MEXIKO: Weitere grausige Funde

Weitere grausige Funde in Mexiko

(NZZ Druckausgabe 14.04.2011, S.7)

Im mexikanischen Gliedstaat Tamaulipas sind in 15 Massengräbern 116 Tote geborgen worden. Die Behörden rechnen mit weiteren Funden.

Alex Gertschen, Mexiko-Stadt

Seitdem die mexikanischen Behörden am vorletzten Mittwoch vermeldet haben, im an die USA grenzenden Gliedstaat Tamaulipas auf 8 Massengräber mit 59 Leichen gestossen zu sein, mehren sich die grausigen Funde fast täglich. Aufgrund von Informationen, die einige der 17 festgenommenen Verdächtigen gegeben haben, ist am Dienstag ein Erdloch mit 28 Toten entdeckt worden. Die Zahl der Leichen stieg dadurch auf insgesamt 116 und jene der Massengräber auf 15. Die Behörden rechnen mit weiteren Funden.

Besorgnis in Zentralamerika

Laut Medienberichten sind erst zwei Opfer identifiziert worden, ein Mexikaner und ein Guatemalteke.
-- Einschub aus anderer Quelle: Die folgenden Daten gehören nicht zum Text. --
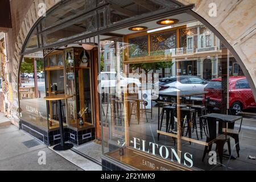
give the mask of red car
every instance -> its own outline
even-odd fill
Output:
[[[204,89],[209,93],[206,95],[207,106],[209,107],[221,108],[221,78],[211,80]],[[205,101],[205,96],[203,102]],[[245,76],[229,77],[229,107],[242,110],[256,106],[253,92]]]

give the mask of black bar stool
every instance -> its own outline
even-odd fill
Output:
[[[163,120],[164,113],[166,113],[166,131],[168,133],[171,129],[174,129],[174,115],[176,107],[174,106],[164,106],[161,113],[161,122],[158,125],[158,130],[161,131],[163,127]],[[170,123],[169,123],[170,121]],[[160,134],[158,134],[158,139],[159,140]]]
[[[181,118],[184,119],[187,118],[187,130],[186,135],[188,133],[188,136],[189,138],[192,138],[192,129],[193,128],[193,132],[194,131],[194,129],[196,129],[196,136],[197,138],[197,140],[199,139],[198,137],[197,133],[197,126],[196,125],[196,110],[194,109],[190,108],[182,108],[180,109],[181,114]],[[184,135],[184,129],[186,127],[185,126],[185,123],[181,122],[181,135]]]
[[[205,106],[193,106],[191,107],[191,109],[193,109],[196,110],[196,115],[197,120],[199,120],[200,117],[203,115],[205,115],[207,114],[207,109],[205,108]],[[200,120],[199,119],[199,125],[200,125],[200,136],[201,138],[203,139],[203,123],[200,122]]]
Weil in der betroffenen Gemeinde San Fernando letzten August 72 ermordete Migranten aufgefunden worden waren, die vorwiegend aus Zentralamerika stammten, haben die Regierungen Guatemalas, El Salvadors und Honduras' mit den hiesigen Behörden Kontakt aufgenommen. Die Bevölkerungen sind aufgerufen worden, vermisste Personen zu melden.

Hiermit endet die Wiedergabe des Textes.